Today, what we want to do is talk about how you can build and benefit from an on-prem lake house. We just want to give some credits here. A lot of what I’m going to talk about today is work that Aaron Sims at NetApp has done. So we stand on the shoulders of giants, and so I just want to give a shout out there. What we’ll do today is talk about a lake house at NetApp called Active IQ. Active IQ is foundational for our business, and I’ll touch upon why. And we moved Active IQ through multiple generations of lake house architectures, and it finally landed on Dremio, and we’re very happy about that. So I’m going to talk about how that journey was, and how the infrastructure choices under that helped us achieve better ROI. Fundamentally, we moved Dremio to an object storage platform called StorageGrid, and we’ll talk about that. My name is Vishnu Vardhan. I’m the director of product management for StorageGrid, and I’ll walk you through this journey. 

About NetApp

So with that, first, just a quick overview on what is NetApp. We are a leading storage provider. We help you manage your storage everywhere on-prem and in the cloud, and across multiple clouds. We are the leader in all-flash storage, and we are present in almost every major hyperscaler as a first-party solution. AWS, Azure, and Google manage StorageGrid and provide it themselves as a first-party solution. So we are the only storage provider to be able to do that. We primarily offer three kinds of services, file, block, and object storage.
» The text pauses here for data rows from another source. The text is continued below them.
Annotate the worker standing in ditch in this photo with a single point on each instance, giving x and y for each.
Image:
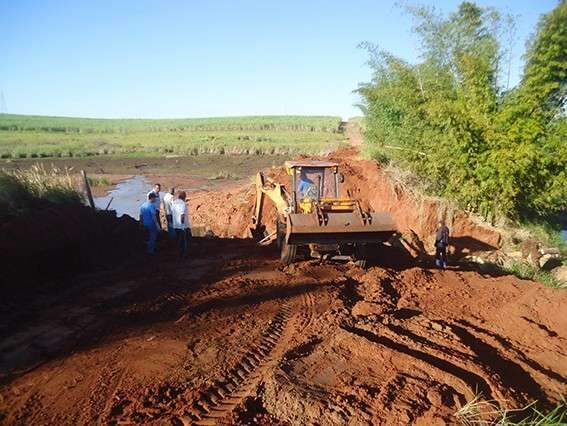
(181, 224)
(168, 198)
(157, 200)
(441, 244)
(149, 221)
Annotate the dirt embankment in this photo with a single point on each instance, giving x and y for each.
(230, 336)
(228, 213)
(53, 242)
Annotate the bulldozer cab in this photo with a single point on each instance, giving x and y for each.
(312, 181)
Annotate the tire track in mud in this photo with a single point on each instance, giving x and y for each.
(226, 394)
(220, 400)
(471, 379)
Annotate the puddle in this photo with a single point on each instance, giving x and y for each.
(127, 196)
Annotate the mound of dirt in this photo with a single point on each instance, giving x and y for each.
(229, 213)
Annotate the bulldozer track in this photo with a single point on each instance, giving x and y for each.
(221, 399)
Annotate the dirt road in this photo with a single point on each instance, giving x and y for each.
(231, 337)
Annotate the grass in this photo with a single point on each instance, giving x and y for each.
(99, 181)
(47, 137)
(22, 191)
(547, 232)
(479, 412)
(533, 273)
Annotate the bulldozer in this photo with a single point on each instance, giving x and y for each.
(313, 215)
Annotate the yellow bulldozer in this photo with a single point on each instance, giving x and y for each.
(313, 215)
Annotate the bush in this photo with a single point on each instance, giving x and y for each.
(532, 273)
(23, 190)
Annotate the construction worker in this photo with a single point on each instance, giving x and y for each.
(167, 200)
(306, 186)
(441, 244)
(181, 224)
(149, 221)
(157, 200)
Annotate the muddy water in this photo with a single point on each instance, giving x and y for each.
(126, 197)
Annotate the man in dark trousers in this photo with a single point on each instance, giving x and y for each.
(441, 244)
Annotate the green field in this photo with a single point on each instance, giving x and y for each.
(26, 136)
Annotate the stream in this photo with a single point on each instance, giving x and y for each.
(127, 196)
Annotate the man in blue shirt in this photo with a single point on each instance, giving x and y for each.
(149, 220)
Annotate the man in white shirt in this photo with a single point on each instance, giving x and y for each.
(167, 200)
(181, 224)
(157, 201)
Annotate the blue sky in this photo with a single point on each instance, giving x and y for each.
(203, 58)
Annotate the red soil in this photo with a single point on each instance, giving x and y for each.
(230, 333)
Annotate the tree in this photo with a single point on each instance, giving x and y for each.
(448, 120)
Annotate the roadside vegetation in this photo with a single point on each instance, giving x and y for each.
(452, 120)
(533, 273)
(480, 412)
(47, 137)
(22, 191)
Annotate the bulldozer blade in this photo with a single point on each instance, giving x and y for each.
(341, 228)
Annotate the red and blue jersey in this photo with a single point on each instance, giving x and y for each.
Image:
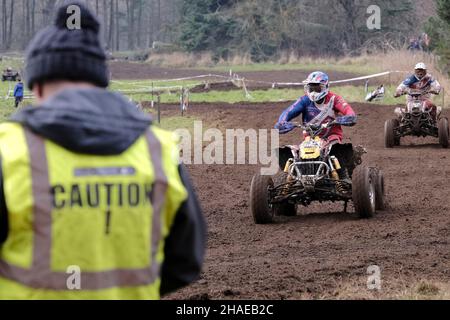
(334, 108)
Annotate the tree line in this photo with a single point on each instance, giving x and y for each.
(261, 28)
(126, 24)
(266, 27)
(438, 28)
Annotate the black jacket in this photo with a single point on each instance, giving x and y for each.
(98, 122)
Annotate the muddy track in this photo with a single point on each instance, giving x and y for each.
(323, 253)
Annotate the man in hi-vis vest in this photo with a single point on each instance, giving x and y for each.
(93, 201)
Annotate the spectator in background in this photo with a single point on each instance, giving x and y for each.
(18, 93)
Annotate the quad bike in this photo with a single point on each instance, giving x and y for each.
(310, 173)
(416, 120)
(10, 75)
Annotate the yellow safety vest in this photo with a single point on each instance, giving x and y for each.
(86, 226)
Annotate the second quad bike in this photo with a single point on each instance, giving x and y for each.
(416, 120)
(10, 75)
(310, 173)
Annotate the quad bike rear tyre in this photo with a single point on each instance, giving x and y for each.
(261, 210)
(364, 192)
(443, 132)
(390, 140)
(380, 195)
(283, 209)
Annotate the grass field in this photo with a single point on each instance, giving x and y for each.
(350, 93)
(327, 67)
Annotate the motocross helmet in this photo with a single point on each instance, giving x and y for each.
(317, 86)
(420, 71)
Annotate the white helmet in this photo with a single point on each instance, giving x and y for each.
(420, 66)
(317, 78)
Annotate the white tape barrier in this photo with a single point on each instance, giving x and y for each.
(232, 78)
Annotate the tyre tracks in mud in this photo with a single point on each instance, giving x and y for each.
(322, 252)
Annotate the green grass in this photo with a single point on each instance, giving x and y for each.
(350, 93)
(349, 68)
(148, 84)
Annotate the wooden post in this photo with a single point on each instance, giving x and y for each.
(182, 102)
(159, 109)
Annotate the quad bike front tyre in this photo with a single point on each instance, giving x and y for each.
(380, 195)
(443, 132)
(260, 207)
(364, 192)
(285, 208)
(390, 140)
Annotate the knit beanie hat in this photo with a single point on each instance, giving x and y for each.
(59, 53)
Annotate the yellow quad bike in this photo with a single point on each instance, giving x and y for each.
(311, 173)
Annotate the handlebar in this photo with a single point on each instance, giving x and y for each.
(314, 129)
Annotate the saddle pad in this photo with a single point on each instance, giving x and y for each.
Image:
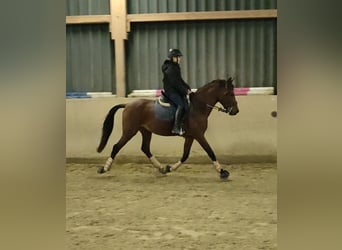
(162, 112)
(163, 102)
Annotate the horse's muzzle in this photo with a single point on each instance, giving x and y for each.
(233, 110)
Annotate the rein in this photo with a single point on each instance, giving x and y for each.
(220, 109)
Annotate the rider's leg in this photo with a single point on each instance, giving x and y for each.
(177, 129)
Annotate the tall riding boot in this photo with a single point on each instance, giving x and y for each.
(177, 129)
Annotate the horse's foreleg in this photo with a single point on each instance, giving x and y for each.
(186, 151)
(145, 147)
(205, 145)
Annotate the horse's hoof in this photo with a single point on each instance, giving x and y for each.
(224, 174)
(101, 170)
(165, 170)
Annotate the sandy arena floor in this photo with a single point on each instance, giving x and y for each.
(130, 207)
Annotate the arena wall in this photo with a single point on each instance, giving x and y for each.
(250, 136)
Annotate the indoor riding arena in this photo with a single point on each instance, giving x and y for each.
(115, 50)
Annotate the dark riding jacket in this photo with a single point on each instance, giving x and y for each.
(173, 81)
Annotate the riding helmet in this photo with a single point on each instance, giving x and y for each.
(174, 52)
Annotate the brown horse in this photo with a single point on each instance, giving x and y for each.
(144, 116)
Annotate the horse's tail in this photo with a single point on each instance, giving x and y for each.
(108, 125)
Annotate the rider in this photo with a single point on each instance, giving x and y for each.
(175, 87)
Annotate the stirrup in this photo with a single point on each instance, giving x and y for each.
(178, 131)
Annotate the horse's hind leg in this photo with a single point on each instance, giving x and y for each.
(186, 151)
(205, 145)
(126, 136)
(145, 147)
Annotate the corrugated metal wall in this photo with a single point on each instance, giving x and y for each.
(90, 59)
(244, 49)
(156, 6)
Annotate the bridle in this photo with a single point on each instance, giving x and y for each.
(225, 110)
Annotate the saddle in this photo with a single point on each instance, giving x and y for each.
(164, 101)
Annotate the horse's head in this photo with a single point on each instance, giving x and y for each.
(226, 96)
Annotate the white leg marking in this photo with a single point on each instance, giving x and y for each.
(217, 166)
(155, 162)
(176, 165)
(108, 164)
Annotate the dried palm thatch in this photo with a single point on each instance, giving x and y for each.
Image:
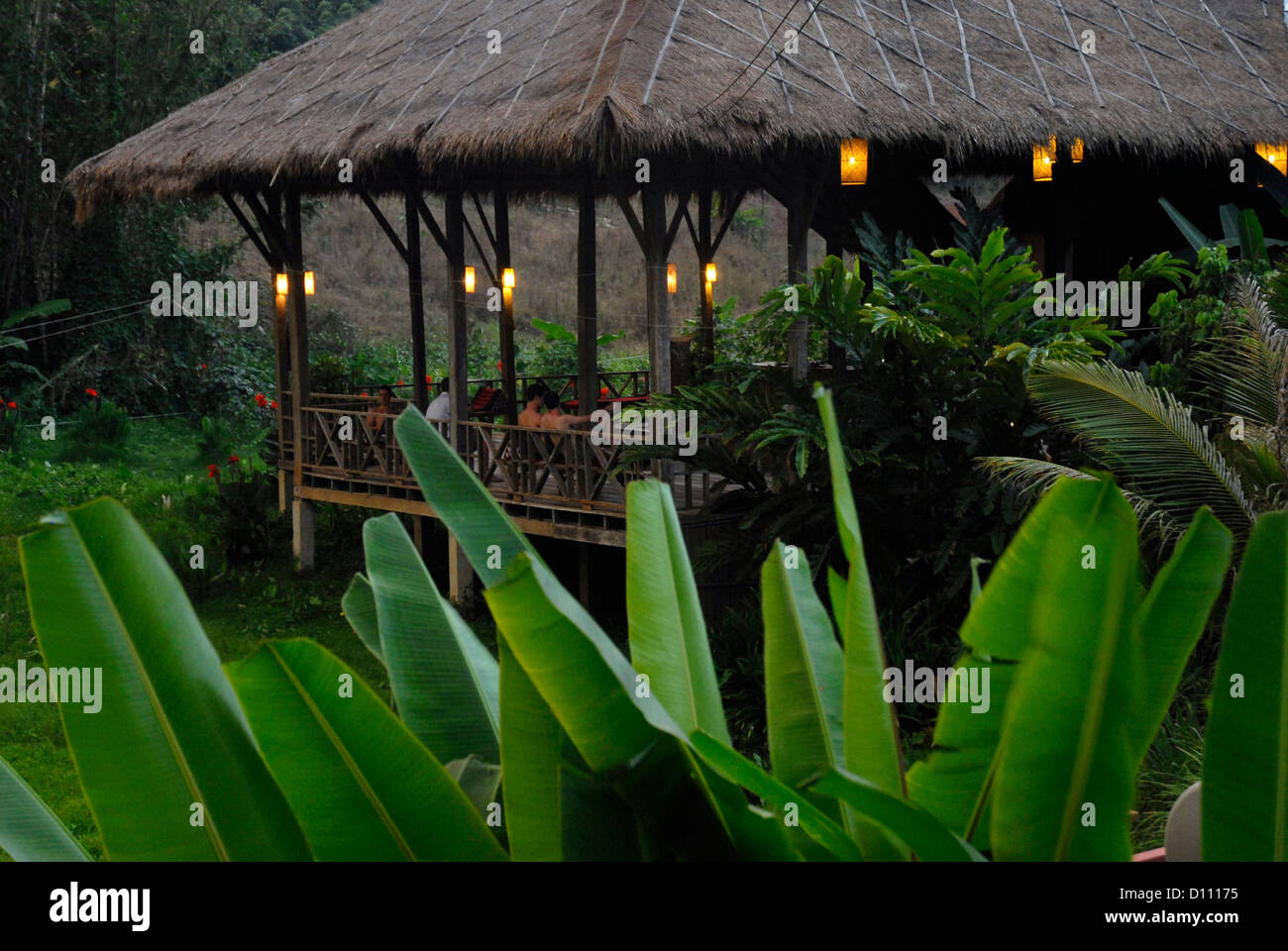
(588, 86)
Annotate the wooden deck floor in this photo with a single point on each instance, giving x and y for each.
(601, 521)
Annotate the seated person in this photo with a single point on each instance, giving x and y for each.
(554, 418)
(378, 412)
(533, 396)
(439, 410)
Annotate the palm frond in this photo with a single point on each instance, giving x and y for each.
(1144, 436)
(1030, 478)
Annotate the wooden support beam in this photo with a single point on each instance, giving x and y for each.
(478, 206)
(588, 312)
(273, 261)
(460, 575)
(270, 226)
(416, 298)
(501, 243)
(384, 224)
(656, 247)
(800, 215)
(301, 509)
(728, 219)
(706, 254)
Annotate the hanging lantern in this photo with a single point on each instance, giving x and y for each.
(1043, 158)
(854, 161)
(1275, 154)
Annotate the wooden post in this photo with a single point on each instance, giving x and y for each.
(501, 215)
(588, 315)
(798, 265)
(301, 509)
(653, 201)
(460, 575)
(836, 352)
(706, 253)
(416, 296)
And the object storage is called StorageGrid, which is what we’ll talk about today. 

Active IQ

So let’s talk about ActiveIQ and the platform that we refer to. So ActiveIQ is our telemetry system. It gets telemetry data from hundreds of thousands of devices that are out in the field and at customer locations. These could be physical devices, or it could be software-based instances running in the cloud. We get tens of trillions of those data points into our data lake house, which then we use for multiple different use cases. Three fundamental use cases that are important there– first is for customers to be able to get insights from the data to see if they’re following best practices and really advise them on how to best use our platforms. The second use case is for product management and business, for us to make decisions on what exactly should we do next with our products. And so pretty critical for us from a future planning perspective. But at the heart of this is really how we are able to support our customers and really give them a very good customer experience. And so ActiveIQ is the basis for all of this data and touches every part of the organization. So for us to do this, we have built a bunch of different applications that we use. We have apps that we use. All of the data is being sourced from ActiveIQ. And this data is refreshed on a daily basis with new streams of data coming in on an ongoing basis. 
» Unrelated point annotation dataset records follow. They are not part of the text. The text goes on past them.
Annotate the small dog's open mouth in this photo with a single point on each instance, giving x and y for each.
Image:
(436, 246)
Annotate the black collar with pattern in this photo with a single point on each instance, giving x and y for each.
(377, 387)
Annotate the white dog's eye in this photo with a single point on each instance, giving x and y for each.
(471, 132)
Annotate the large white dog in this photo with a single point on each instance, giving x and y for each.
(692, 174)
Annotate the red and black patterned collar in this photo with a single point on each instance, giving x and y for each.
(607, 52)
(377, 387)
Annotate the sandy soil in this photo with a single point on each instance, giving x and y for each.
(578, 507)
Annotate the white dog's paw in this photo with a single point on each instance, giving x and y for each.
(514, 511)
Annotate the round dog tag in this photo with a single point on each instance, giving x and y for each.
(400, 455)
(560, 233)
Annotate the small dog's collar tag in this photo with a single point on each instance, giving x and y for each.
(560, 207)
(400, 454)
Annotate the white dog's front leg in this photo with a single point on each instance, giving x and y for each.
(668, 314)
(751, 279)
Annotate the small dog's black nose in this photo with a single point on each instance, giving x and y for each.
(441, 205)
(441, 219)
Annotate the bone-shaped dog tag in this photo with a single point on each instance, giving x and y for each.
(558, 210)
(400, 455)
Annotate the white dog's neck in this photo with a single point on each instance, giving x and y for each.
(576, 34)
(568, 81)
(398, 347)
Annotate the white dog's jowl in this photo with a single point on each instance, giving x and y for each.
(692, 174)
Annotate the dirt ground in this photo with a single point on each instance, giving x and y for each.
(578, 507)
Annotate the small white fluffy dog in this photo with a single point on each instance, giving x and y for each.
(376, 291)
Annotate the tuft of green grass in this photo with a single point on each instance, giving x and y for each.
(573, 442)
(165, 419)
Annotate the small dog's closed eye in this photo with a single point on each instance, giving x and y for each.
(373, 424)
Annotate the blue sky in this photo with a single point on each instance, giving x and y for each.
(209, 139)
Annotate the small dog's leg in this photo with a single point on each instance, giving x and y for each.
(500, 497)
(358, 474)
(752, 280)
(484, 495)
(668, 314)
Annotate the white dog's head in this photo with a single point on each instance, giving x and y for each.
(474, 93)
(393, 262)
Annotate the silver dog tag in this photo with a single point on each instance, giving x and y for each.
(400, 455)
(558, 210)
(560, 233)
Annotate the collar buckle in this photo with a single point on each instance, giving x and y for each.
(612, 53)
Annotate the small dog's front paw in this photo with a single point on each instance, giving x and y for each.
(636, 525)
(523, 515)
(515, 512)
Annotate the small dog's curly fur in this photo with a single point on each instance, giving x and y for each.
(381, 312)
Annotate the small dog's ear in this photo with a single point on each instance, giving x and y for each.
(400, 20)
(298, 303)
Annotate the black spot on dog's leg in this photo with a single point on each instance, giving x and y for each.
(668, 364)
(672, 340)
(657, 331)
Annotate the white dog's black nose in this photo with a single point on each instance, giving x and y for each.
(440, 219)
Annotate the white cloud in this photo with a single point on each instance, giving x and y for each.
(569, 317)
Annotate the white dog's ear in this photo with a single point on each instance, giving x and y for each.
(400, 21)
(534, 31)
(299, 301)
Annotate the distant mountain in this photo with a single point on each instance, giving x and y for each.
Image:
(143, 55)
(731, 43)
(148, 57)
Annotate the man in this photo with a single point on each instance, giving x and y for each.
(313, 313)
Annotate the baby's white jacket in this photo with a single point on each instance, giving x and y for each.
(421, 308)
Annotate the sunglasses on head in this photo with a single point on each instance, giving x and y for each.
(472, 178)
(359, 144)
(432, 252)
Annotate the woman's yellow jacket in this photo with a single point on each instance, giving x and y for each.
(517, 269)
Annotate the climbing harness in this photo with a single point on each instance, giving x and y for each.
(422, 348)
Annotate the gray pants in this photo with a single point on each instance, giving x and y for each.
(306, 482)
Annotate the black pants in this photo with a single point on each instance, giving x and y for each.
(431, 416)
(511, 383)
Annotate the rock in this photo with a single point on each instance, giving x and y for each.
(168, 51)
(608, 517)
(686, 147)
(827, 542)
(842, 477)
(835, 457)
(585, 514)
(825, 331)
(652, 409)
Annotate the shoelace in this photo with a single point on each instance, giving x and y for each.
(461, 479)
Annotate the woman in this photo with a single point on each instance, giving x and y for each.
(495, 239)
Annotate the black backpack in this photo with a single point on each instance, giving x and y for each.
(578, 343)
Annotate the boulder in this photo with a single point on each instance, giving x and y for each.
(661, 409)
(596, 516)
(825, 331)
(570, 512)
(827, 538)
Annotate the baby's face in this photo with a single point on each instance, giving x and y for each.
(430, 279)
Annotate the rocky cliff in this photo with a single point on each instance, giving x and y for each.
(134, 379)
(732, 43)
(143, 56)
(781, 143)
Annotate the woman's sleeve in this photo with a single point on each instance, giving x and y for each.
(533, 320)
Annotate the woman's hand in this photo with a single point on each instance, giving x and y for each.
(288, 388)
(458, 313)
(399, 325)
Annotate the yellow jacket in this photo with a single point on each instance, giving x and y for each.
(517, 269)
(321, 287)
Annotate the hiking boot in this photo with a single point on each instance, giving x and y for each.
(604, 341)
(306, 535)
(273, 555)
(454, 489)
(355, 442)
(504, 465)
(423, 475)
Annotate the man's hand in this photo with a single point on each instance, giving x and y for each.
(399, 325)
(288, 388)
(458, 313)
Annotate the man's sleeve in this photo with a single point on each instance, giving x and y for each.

Architecture Before Dremio

So given the criticality of this platform, I think it’s kind of important to talk about how we are here and where we were before Dremio. So this has been around for many years now. And in its early iterations, it was really flat files. And we had an Oracle database, relational database, and we were using that as the basis of our lake house or our warehouse. Really early in the 2010s, we realized that we had to scale beyond Oracle. And so we moved to a Hadoop-based platform. We effectively got data coming in via Flume and Kafka streaming. We have the data landing in on a Hadoop CDP infrastructure. And we provided our business users access via Hive and Impala. Of course, people build their own Tableau dashboards and notebooks. And that’s how our customers were using this data. 
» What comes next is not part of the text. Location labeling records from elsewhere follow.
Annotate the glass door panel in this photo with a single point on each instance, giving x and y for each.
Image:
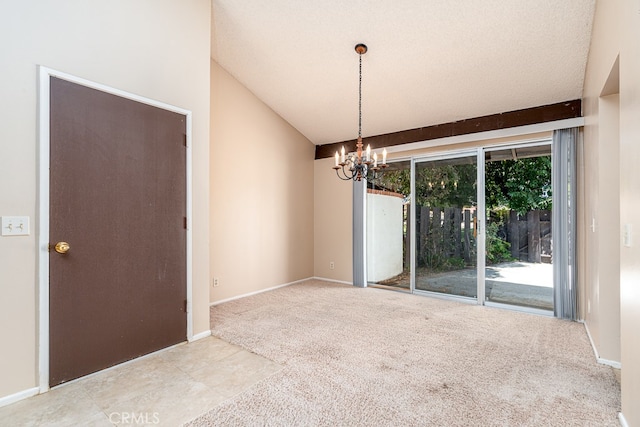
(518, 233)
(445, 225)
(388, 228)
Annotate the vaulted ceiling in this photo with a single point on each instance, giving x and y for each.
(429, 61)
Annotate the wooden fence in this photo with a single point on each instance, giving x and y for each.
(446, 234)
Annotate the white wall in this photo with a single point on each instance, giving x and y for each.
(261, 194)
(384, 236)
(157, 49)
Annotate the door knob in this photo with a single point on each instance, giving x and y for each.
(62, 247)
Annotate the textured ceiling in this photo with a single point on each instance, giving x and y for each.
(429, 61)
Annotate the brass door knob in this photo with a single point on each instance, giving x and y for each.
(62, 247)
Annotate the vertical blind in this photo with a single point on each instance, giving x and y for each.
(564, 222)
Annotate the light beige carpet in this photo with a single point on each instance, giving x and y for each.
(371, 357)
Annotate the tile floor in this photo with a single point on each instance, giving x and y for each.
(167, 388)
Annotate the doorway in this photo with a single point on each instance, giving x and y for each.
(114, 278)
(462, 226)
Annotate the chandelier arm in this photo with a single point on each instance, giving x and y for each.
(346, 177)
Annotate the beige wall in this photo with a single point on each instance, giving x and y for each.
(261, 194)
(616, 31)
(333, 227)
(158, 49)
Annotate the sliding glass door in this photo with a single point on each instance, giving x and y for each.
(389, 228)
(445, 225)
(519, 244)
(474, 225)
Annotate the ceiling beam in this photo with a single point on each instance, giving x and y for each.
(528, 116)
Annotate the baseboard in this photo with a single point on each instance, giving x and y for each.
(257, 292)
(599, 359)
(200, 336)
(13, 398)
(324, 279)
(612, 363)
(623, 421)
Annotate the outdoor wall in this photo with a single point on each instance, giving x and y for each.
(616, 30)
(261, 194)
(385, 224)
(158, 49)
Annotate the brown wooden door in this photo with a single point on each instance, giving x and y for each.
(118, 197)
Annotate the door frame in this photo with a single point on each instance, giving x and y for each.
(478, 151)
(43, 128)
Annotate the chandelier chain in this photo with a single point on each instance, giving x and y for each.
(360, 99)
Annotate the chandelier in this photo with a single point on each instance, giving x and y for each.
(359, 165)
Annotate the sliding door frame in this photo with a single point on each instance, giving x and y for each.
(480, 242)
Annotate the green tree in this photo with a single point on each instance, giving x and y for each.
(521, 185)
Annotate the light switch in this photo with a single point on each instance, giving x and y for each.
(15, 225)
(626, 235)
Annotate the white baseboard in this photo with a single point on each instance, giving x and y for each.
(13, 398)
(200, 336)
(623, 421)
(612, 363)
(599, 359)
(257, 292)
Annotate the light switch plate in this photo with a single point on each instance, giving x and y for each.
(626, 235)
(15, 225)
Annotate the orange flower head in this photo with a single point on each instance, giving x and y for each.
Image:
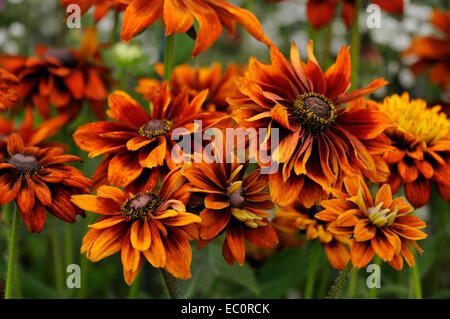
(421, 148)
(296, 217)
(102, 7)
(433, 53)
(221, 85)
(321, 12)
(178, 17)
(32, 136)
(9, 92)
(149, 225)
(320, 142)
(138, 144)
(38, 180)
(62, 77)
(233, 204)
(383, 227)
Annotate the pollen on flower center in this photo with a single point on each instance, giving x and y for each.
(63, 55)
(25, 164)
(141, 205)
(155, 128)
(315, 112)
(381, 217)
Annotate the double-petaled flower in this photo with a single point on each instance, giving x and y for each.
(382, 226)
(433, 53)
(62, 77)
(179, 15)
(297, 218)
(193, 80)
(38, 180)
(31, 136)
(9, 92)
(233, 204)
(320, 141)
(139, 144)
(146, 225)
(421, 148)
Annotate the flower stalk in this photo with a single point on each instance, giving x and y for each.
(12, 255)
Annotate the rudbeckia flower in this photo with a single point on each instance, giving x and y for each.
(102, 7)
(383, 227)
(9, 93)
(321, 12)
(421, 154)
(31, 136)
(193, 80)
(138, 144)
(62, 77)
(320, 141)
(38, 180)
(433, 53)
(178, 17)
(233, 204)
(296, 217)
(148, 225)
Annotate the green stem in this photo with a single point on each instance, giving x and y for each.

This was a multi-tenant infrastructure. So we had multiple business users and business groups using it. And so it was fairly, fairly, fairly large. From an infrastructure perspective, what we did was we kind of built one of these stamps of mini clusters. Each cluster was about four compute blades attached to a shared storage system. So we called that like a mini cluster. And we had many instances of these for a total of about 133 plus different compute blades in our infrastructure. This was a seven petabyte of storage with 4,000 plus cores. So a pretty large infrastructure with data coming in on an ongoing basis. So this was well and good when we made the transition. We were pretty happy with the change from flat files. But as the system became bigger and as we started to mature our use cases, we started to see some challenges. And fundamentally, four or five challenges. 

The first, of course, was the fact that the data was increasing and scaling. But every time we had to add more storage capacity, we had to add more compute. And so that was becoming– when that happened at smaller scales, it was less problematic. But as our scale became larger and as our percentage growth remained the same, the amount of compute we were adding was more and more. And so this started to become a pretty important problem for us to address. Performance was critically important. Many queries ran for about 45 minutes. And that was far too long and just not responsive enough to what our business needed. And so performance was something that, as it scaled and became large enough, became very important for us to address. 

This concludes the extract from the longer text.